Picking up the kids was interesting. As usual I get there and the kids run out to say hi. I give them each a hug and hello and then ask them to get their bags. They go inside and Hunter comes out with my son’s bag saying they don’t have enough hands to carry their bags and sweatshirt. Daughter brought out her bag, but Hunter also wanted to send a sweatshirt with her which she brought out. Obviously she completely disregarded the sweatshirt she packed for our daughter in her bag. Anything to get contact. She even made sure our hands touched even though I tried to move my hand to avoid it. At the same time she is trying to look me in the eye.
I wish she would find another prop to protect her instead of me. I wish she would go hunt down Chris and ruin his life again instead of making mine miserable.

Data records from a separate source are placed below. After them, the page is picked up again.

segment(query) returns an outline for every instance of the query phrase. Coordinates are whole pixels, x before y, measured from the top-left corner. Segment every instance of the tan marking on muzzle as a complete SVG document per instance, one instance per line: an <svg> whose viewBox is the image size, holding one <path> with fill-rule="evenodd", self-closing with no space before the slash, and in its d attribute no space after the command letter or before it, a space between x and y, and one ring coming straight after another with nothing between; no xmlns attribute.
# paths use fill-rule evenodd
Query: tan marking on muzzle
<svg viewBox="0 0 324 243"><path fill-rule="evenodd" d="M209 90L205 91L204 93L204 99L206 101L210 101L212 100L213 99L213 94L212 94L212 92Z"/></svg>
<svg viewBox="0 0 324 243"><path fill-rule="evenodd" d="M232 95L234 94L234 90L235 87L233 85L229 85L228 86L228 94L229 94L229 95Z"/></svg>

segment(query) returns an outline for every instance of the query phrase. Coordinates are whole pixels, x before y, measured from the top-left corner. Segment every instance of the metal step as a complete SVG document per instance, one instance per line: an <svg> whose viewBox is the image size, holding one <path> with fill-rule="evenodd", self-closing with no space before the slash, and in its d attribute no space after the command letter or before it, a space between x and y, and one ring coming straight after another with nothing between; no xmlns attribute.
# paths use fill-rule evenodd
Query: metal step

Another monster fight. All I wanted was to alternate Friday and Saturday nights is I get a little time away, and she said no. It would interfere with her work and back and forth. Basically it would ruin her Friday night nothing but movie night and sandwiches for the kids so she can drink and what do I do with them.
And she never told her family she cheated on me. Much less the faked pregnancies, or faked suicides, and using me for a decade. I really hope she dies. I know she wants me to kill myself and I just wish she would die. She doesn’t deserve happiness or joy or love until she makes due for what she has done to me. I know it’s not the right thing to think or the right thing to wish for but God is supposed to take vengeance for me but he hasn’t. He just gave her more money and gave me another crappy job. She gets to date and no one wants to date me. I deserve a better life than this. God how long do I have to wait.